Clicks’ Customer Service Not Cutting It with Consumers

Randy Scasny

Updated · Mar 26, 2001

As B2Cs merge, consolidate, or rethink-the-business model trend of the moment, click-and-mortars are moving centerstage as the primary online purchasing platform. While the clicks are benefiting from the demise of the B2Cs by increasing online sales and market share, new evidence suggests that they have a long way to go before they satisify the online customer.

According to a recent study by Jupiter Media Metrix (Nasdaq: JMXI) called “CRM Moves into the Check-out Aisle” online consumers aren’t happy with the clicks’ customer service and this may very well mute the benefits they are receiving from the changing marketplace.

The problem is one of perception: while the clicks have traditionally run their online/offline businesses and customer service departments separately, including product inventory, consumers view both channels equally and expect to weave between the two as they see fit. (For example, buy online, pick up or return products offline, and vice versa.)

This has exposed a wide gap in online customer service.
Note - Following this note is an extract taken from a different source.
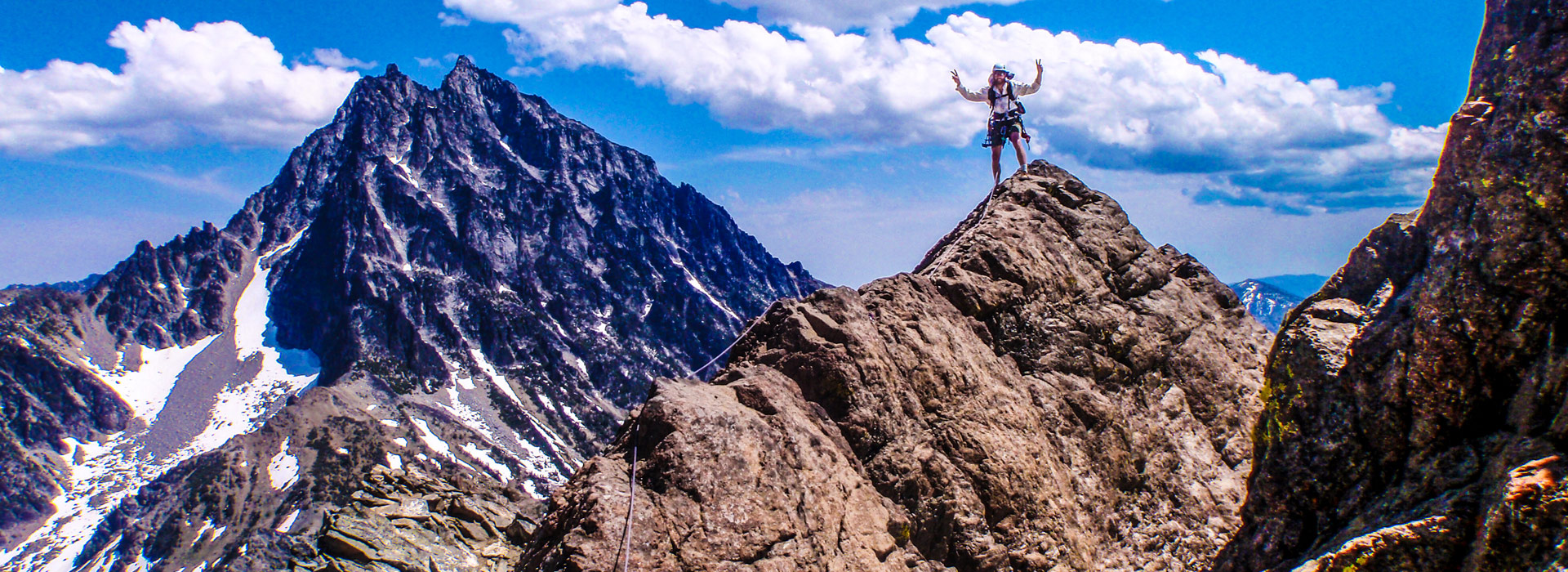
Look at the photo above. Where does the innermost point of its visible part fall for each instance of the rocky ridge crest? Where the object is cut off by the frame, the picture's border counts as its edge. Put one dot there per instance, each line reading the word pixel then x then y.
pixel 1416 408
pixel 1046 391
So wide, say Jupiter analysts, that the leading reason for customers’ dissatisfaction with online service is non-integrated product inventory–the result of running the online/operations separately.
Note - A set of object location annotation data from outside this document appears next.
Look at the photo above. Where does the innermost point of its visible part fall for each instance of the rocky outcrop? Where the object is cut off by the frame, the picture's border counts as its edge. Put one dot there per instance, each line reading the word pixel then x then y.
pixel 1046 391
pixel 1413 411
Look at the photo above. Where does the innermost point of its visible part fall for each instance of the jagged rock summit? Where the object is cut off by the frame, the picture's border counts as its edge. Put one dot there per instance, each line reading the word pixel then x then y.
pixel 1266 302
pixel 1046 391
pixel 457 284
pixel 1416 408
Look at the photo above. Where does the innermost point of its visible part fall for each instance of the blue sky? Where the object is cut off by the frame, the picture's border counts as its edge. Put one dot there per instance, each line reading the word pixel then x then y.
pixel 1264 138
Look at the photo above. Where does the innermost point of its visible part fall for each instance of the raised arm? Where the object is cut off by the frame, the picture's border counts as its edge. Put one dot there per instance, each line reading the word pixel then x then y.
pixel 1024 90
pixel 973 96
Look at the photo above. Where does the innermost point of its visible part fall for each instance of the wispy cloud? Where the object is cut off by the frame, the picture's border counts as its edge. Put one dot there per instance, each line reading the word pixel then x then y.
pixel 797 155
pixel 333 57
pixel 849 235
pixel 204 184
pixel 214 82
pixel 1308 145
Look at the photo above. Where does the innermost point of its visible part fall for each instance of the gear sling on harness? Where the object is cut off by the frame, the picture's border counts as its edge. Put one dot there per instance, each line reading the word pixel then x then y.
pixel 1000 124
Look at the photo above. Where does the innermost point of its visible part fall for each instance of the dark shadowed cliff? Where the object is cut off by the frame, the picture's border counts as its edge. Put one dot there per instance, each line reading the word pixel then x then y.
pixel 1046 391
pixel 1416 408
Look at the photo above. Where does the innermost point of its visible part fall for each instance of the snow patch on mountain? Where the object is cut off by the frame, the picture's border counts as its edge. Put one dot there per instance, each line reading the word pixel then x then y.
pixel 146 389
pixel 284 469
The report also found the following key customer service gaps:

  • 83 percent of online buyers would like to be able to return online purchases at offline stores.
  • 59 percent said that they would like to order a product online and pick it up an offline store.
  • Only 18 percent of click-and-mortar retailers are capable of accessing a customer’s consolidated account activity across all sales and service channels (online and offline).
  • Only 18 percent of multichannel retailers offer in-store pickup of items ordered online.
  • 70 percent of U.S. online buyers will spend less money at that merchant’s offline store if they experience poor online customer service from the merchant’s online store.

“Click-and-mortar retailers need to build their customer service infrastructure for the long-term, and changes in the market indicate that bringing those operations in-house is the only way to retain relationships across multiple channels,” said David Daniels, Jupiter analyst.
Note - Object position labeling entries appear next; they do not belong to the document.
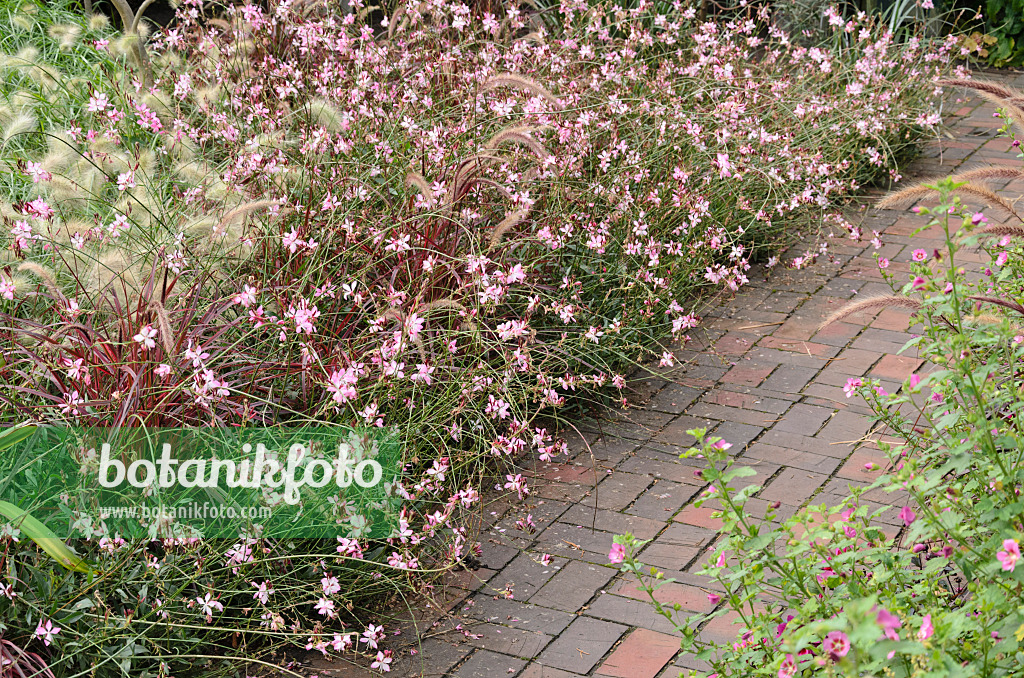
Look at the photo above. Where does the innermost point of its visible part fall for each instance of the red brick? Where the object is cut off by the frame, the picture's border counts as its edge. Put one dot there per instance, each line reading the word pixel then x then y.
pixel 854 467
pixel 734 343
pixel 690 598
pixel 798 346
pixel 897 320
pixel 642 654
pixel 747 376
pixel 699 516
pixel 896 367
While this may sound like an expensive project, the report says that companies can cut the costs of “an in-house operation by outsourcing infrastructure and deploying hosted CRM applications that allow business managers to focus on customers and staff instead of technology.”

Another way to improve the customer relationship is by using browser-based CRM applications to allow store managers to add comments to customers’ service history. “This will help build a single, cross-channel view of customer’s transactions,” Jupiter analysts said.